Khilafah pernah memimpin dunia di segala bidang, termasuk sains, intelektual dan keislaman itu sendiri. Sistem Islam membawa kesuksesan dalam pendidikan dan membawa perlindungan pada semua warganya.
Hal tersebut disampaikan Ketua Lajnah Fa’aliyah DPP Hizbut Tahrir indonesia (HTI) Muhammad Rahmat Kurnia pada hari kedua Jakarta International Conference of Muslim Intellectuals (JICMI) 2013, Ahad (15/12).
Khilafah merupakan sistem yang unik. Bukan demokrasi, bukan pula teokrasi. Khilafah menghasilkan sistem hidup yang khas.
Landasannya ada empat pilar. Pertama, perubahan prinsip kedaulatan di tangan rakyat menjadi kedaulatan di tangan syara (as-siyadatu li asy-syar’iy). Artinya, yang berhak menetapkan hukum benar-salah, halal-haram, terpuji-tercela dan dosa-pahala adalah hukum syara.

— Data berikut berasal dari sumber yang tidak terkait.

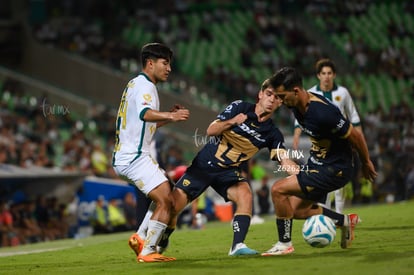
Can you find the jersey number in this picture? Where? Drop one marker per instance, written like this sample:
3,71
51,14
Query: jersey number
229,155
121,119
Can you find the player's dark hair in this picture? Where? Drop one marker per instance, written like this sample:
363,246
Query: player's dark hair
287,77
155,51
266,84
324,62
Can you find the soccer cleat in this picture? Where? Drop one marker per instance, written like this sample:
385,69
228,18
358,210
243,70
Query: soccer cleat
279,249
241,249
161,249
136,243
347,235
153,258
163,245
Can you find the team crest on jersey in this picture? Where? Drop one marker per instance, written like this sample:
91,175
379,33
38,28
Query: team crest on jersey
140,184
147,98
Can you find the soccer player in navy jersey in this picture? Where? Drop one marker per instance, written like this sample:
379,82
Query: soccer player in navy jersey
329,166
236,135
340,96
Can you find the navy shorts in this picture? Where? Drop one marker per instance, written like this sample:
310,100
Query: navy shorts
317,181
199,176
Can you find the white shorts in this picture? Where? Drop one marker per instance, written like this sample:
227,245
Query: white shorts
144,172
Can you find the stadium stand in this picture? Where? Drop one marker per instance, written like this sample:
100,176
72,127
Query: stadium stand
223,52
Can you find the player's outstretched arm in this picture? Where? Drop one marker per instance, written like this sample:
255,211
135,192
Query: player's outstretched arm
163,118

Kedua, perubahan kekuasaan di tangan pemilik modal menjadi kekuasaan di tangan umat (as-sulthanu lil ummah). Pemimpin hanyalah yang dipilih oleh umat untuk menetapkan syariat. Tidak boleh kekuasaan ditentukan putra mahkota, misalnya.

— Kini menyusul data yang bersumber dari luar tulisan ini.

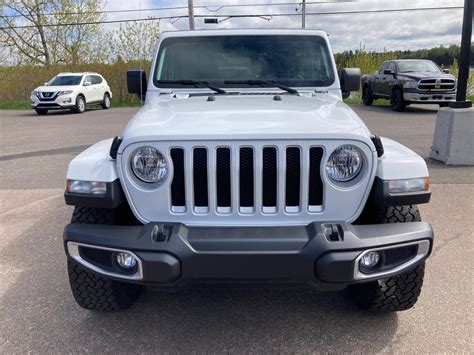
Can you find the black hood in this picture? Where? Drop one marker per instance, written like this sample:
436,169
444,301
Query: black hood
425,75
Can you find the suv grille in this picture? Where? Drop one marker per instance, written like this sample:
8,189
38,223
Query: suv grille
436,84
265,176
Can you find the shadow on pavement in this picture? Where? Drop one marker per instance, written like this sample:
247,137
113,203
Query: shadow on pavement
37,298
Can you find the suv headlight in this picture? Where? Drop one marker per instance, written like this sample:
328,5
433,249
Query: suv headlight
149,165
344,163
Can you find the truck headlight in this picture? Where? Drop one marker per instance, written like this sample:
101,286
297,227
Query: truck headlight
149,165
410,84
344,163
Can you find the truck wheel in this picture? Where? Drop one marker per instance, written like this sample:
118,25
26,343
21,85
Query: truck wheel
80,104
396,293
90,290
106,102
41,111
397,101
367,97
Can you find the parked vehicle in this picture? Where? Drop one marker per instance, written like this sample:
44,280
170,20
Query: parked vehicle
245,166
72,91
409,81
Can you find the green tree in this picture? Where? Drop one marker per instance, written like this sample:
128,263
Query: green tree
135,41
47,32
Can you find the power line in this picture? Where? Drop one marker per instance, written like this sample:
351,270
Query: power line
210,8
228,16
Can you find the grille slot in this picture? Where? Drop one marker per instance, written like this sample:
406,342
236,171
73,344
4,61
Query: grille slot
293,178
201,195
178,194
315,193
254,180
246,180
223,179
269,177
436,84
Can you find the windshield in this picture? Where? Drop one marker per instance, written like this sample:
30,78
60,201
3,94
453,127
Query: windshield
301,61
64,80
417,66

Ketiga, adopsi hukum berada di tangan khalifah. Dalam perkara-perkara individual, hukum diserahkan kepada hasil ijtihad para mujtahid. Perbedaan pendapat dijamin.
Sedangkan dalam masalah sistem (sosial, ekonomi dan politik) khalifah mengambil salah satu pendapat terkuat di antara pendapat para mujtahid yang telah digali dari sumber-sumber hukum Islam. Hukum islam yang diadopsi khalifah inilah yang berlaku di tengah masyarakat.
Keempat, menyatukan kaum Muslimin dengan mengangkat hanya satu orang khalifah untuk seluruh dunia.
“Dengan begitu, umat Islam benar-benar menjadi umat yang satu (ummah wahidah). Kegagalan kapitalisme saat ini hanya dapat diperbaiki dengan tegaknya khilafah,” ujar dosen Departemen Manajemen Sumber Daya Perairan Institut Pertanian Bogor tersebut.